Junior Macey Thompson (17:30.8), fourth at the state meet last fall, ran alone for most of the race, finishing way ahead of teammates Chole Neal (18:24.7) and Lana Bruggeman (18:42.5).
Chesterton didn’t have anyone capable of running in that stratosphere and all five scoring runners for LC finished before the Trojans had one girl cross the finish line. Not only that, five schools had at least one runner finish before Chesterton senior Aubrey Bamber placed 15th, covering the flat 5,000 meters in 19:58.7, one place ahead of sophomore teammate Hannah Haring (19:59.9).
Depth enabled Chesterton to finish as high as it did, and of the eight conference schools, the Trojans had the smallest gap between its first finisher and seventh, a mere 59.6 seconds. The next-smallest gap: Valparaiso at 1:55.
Why is that relevant if only the top five finishers from each school count toward the score? Well, for one thing, that’s not always true and Saturday was one of those times. Chesterton and Portage both scored 100 points, and the rules stipulate that the tiebreaker is comparing each school’s sixth finisher. Chesterton senior Lauren Kroft finished 28th in 20:46.5. Portage senior Brooklyn Reed finished 39th in 22:58.9, so Chesterton finished third and Portage fourth. The rest of the field: Crown Point (106), Merrillville (157), LaPorte (191), Michigan City (224).
But even when a tiebreaker isn’t needed, ideally a team’s sixth and seventh runners have an impact by staying in touch with the rest of the team, and the seventh runner pushes the sixth, who pushes the fifth, all the way up the line.
Chesterton’s seventh runner, sophomore Natalie White, finished 31st in 20:58.3, which was higher than any other school’s No. 7 finisher, even Lake Central’s (Naia Nikitaras, 32nd in 21:08.4).

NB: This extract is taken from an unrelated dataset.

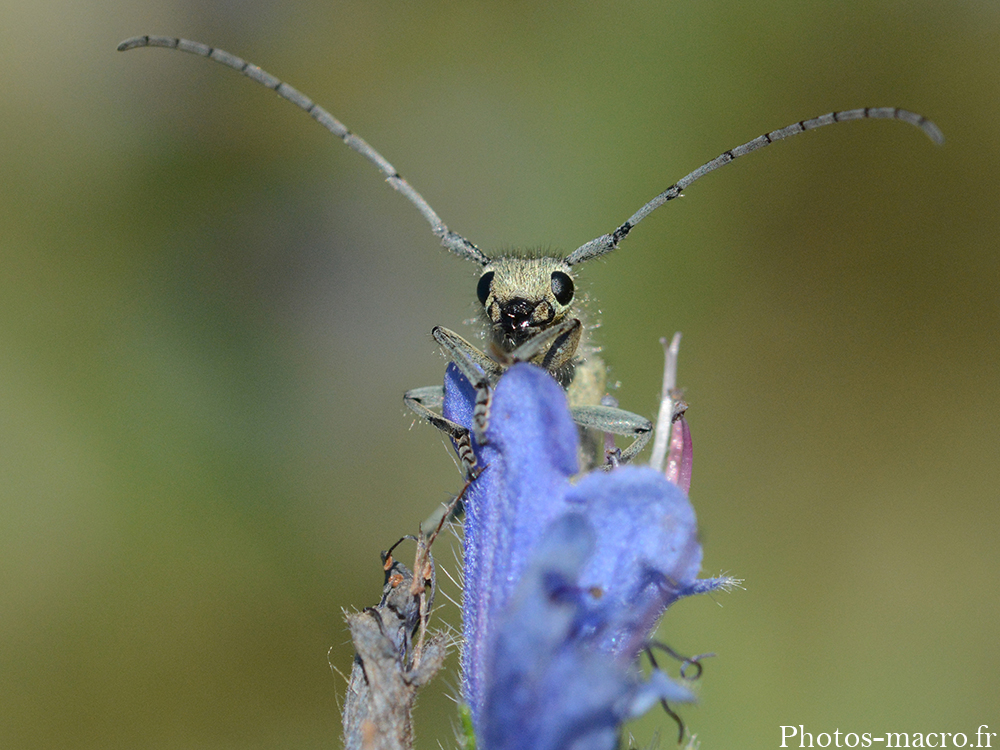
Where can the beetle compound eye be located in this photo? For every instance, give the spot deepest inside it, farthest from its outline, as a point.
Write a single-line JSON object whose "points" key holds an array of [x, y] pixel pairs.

Clancy was Chesterton’s third finisher at 22nd, running a 20:24.4, followed by Allison Van Kley, 23rd (20:33.2). Junior Natascha Lepinasse (20:36.8) finished 24th, the most recent strong effort in her breakout season.
Another sign of Chesterton’s depth: Four different runners have been the team’s top runner in a meet at least once. This was Bamber’s second time. Van Kley, Haring and Clancy also have been first on the team at least once.
The DAC championship has no connection to the remaining meets, of which Chesterton hopes there will be three. For that to happen, the Trojans must finish in the top five at the sectional they host at Sunset Hill Farm on Oct. 18 to qualify for the regional at New Prairie on Oct. 25, where a top-five finish would send the team to state.
Chesterton has a strong chance of contending for the sectional title and should not have a problem snagging one of the top five spots required to advance to the regional, where the competition grows much tougher.
The New Prairie Invitational, which was run Sep. 20, has a similar field to the regional. Chesterton finished sixth, five points behind fifth-place Morgan Township.
It was a good day for the Trojans but qualifying for state will require an even better day than that and a better day than they had at the DAC meet.
“I don’t think we did as well as we wanted to as a team,” Bamber said of the race at Kesling Park. “We want to try to do well at sectionals and regionals because we have a good shot at getting fifth at the regional.”
Haring, who ran in the 4x800 relay as a freshman at state, knows how enjoyable an atmosphere it is when the best runners in the state are in one place, and she wants to experience that again in cross country in Terre Haute.
Haring understands what it will take for the Trojans to qualify for the state meet for the first time since they finished third in 2021, behind only Columbus North and Carmel.
“I think for sure we have a good chance,” Haring said. “We just all have to be at our best that day to get there. It’s going to take every single one of us.”